One project in particular is the leveling and enlarging of several tee boxes this past summer. Leveling tee boxes is a very common practice for golf courses. Some golf courses do it every four or five years others do it less frequently. The decision to level and enlarge tee boxes is based on need, wear, and funding. This is discussed in detail by the Greens and Grounds committee and Board of Directors. Once a tee box meets the criteria and approval for renovation we determine the cost by obtaining bids from a few local golf course shapers. Why hire a shaper when we own tractors and have employees? Because we do not own tractors designed for this kind of work nor do we have qualified and experienced shapers on staff. An experienced golf course shaper will earn between $30 and $40 hr. That is three times the wages we pay any of our employees. Any golf course architect will tell you that the shaper is his “hands”. The shaper takes the architects plans and ideas and shapes the earth and soil accordingly. This requires a very unique set of skills and eye for detail not to mention years of experience. Hardly a job for someone that only mows grass.
When I had the privilege of working around Tom Weiskopf and Scott Miller I frequently attended their construction staff meetings, and it was very apparent how valuable the shapers were to the architects. Some golf course architects will only use a particular person to shape for them. This shows how much confidence they have in that one individual and how skillful that shaper is
Now I understand that the work done here is not as complicated as building and shaping a new golf course. But you can rest assured that we are not going to put a bunch of inexperienced individuals to do these projects with equipment that is not designed for these particular projects just to do it inexpensively.
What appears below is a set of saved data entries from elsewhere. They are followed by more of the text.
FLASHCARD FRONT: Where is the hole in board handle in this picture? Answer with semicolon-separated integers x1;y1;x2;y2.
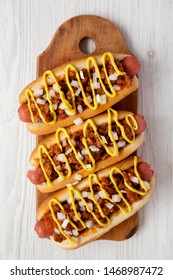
79;37;96;54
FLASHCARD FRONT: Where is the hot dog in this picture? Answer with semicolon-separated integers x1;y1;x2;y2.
18;52;140;135
35;156;155;250
27;108;146;193
121;55;141;77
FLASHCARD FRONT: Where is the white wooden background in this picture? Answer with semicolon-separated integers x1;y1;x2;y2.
0;0;173;260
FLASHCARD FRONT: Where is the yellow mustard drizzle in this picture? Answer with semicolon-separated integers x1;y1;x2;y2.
69;179;110;228
26;88;56;124
48;156;149;243
55;128;96;173
38;108;138;187
26;52;125;124
38;144;72;186
48;198;76;244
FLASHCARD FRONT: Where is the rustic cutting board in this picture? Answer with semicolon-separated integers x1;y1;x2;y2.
36;15;138;241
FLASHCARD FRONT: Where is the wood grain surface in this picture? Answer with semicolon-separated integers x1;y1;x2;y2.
0;0;173;260
36;15;139;243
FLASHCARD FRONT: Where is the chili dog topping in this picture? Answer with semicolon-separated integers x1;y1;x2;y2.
35;156;153;243
19;53;138;124
28;109;144;187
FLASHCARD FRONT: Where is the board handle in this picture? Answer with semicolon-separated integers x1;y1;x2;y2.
37;15;130;77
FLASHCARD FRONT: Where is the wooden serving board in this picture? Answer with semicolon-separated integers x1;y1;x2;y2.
36;15;138;241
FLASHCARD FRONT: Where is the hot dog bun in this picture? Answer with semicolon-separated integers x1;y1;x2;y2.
19;53;139;135
36;156;155;250
28;110;145;193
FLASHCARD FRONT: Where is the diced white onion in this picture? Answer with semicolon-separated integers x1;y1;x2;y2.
71;138;76;146
78;201;85;207
112;131;118;141
80;206;86;212
74;88;81;96
66;183;72;188
61;219;69;229
77;212;82;217
49;89;55;97
67;196;71;204
63;163;67;169
130;176;139;184
53;83;58;92
108;146;115;153
93;82;100;89
65;148;73;155
74;193;79;200
54;228;60;235
96;94;102;104
57;176;64;182
73;216;78;222
72;229;79;236
43;94;47;100
94;193;100;201
72;181;79;186
73;117;83;126
77;105;83;114
98;191;105;199
59;102;66;110
93;72;98;83
113;84;121;91
121;190;126;193
89;145;100;152
82;191;91;200
57;212;66;220
34;88;43;97
74;173;82;181
109;72;118;81
100;94;107;104
63;230;72;235
81;148;88;155
86;95;93;103
65;110;75;116
57;153;66;162
79;70;84;79
117;141;126;148
53;104;58;110
85;164;92;169
82;191;90;198
86;220;93;228
62;139;67;147
112;194;121;203
100;135;107;144
105;202;114;209
77;152;84;160
87;202;93;211
36;98;46;105
143;181;150;190
46;76;53;85
71;80;79;88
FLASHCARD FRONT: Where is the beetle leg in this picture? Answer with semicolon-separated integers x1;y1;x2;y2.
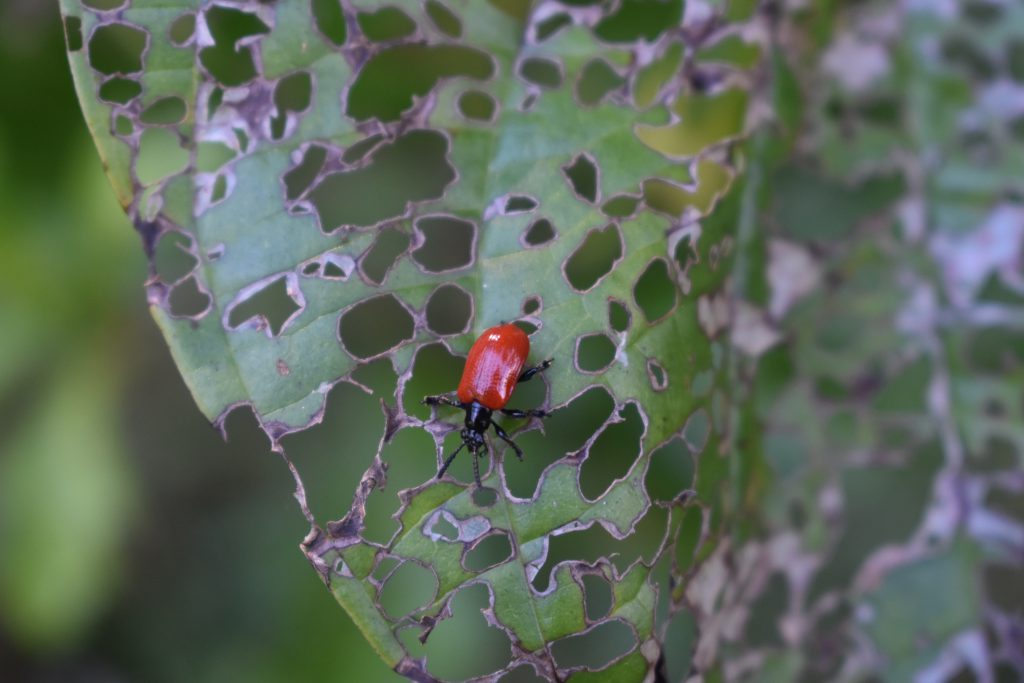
436;441;467;479
517;358;554;383
500;407;548;419
493;423;524;461
472;446;482;487
423;394;462;408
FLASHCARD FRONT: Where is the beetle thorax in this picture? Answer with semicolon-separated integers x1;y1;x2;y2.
463;402;492;446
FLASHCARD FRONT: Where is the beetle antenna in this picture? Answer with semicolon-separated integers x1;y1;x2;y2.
436;441;467;479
Caterpillars and dump trucks are typically used in building and renovating a golf course. This includes leveling tee boxes. We own neither.
A laser leveling scraper is what professional shapers use for leveling. We do not own or operate one.
Sod stripping machines remove large amounts of sod quickly. This is done prior to moving earth. Another piece of equipment we do not own.
On bigger tee boxes large rolls of sod are brought in and mechanically installed by the sod company. With these large rolls this tee box was sodded in 2 hours. It would have taken our staff three days and no attention to the golf course to complete this with conventional rolls.
Backend of the VIstas Range after using large sod rolls.
While our tees were being renovated this past summer our Golf Course Maintenance Team was installing greenside sprinklers at the Vistas GC for better irrigation control and water savings. Adding greenside sprinklers was a much more practical job for our staff than shaping tee boxes. The original plan was for the club to subcontract the greenside irrigation project to a cost of $110K. After numerous meetings between the Board and me we figured that by doing the irrigation project in house we could save the club close to $70K. When we saw what we would save it was then decided by the Board and me that we can professionally level the tee boxes that needed to be done and still come out $30K ahead.
All in all I believe the club came out ahead in doing these projects as they were done.
With that been said I hope everyone has a safe and happy season.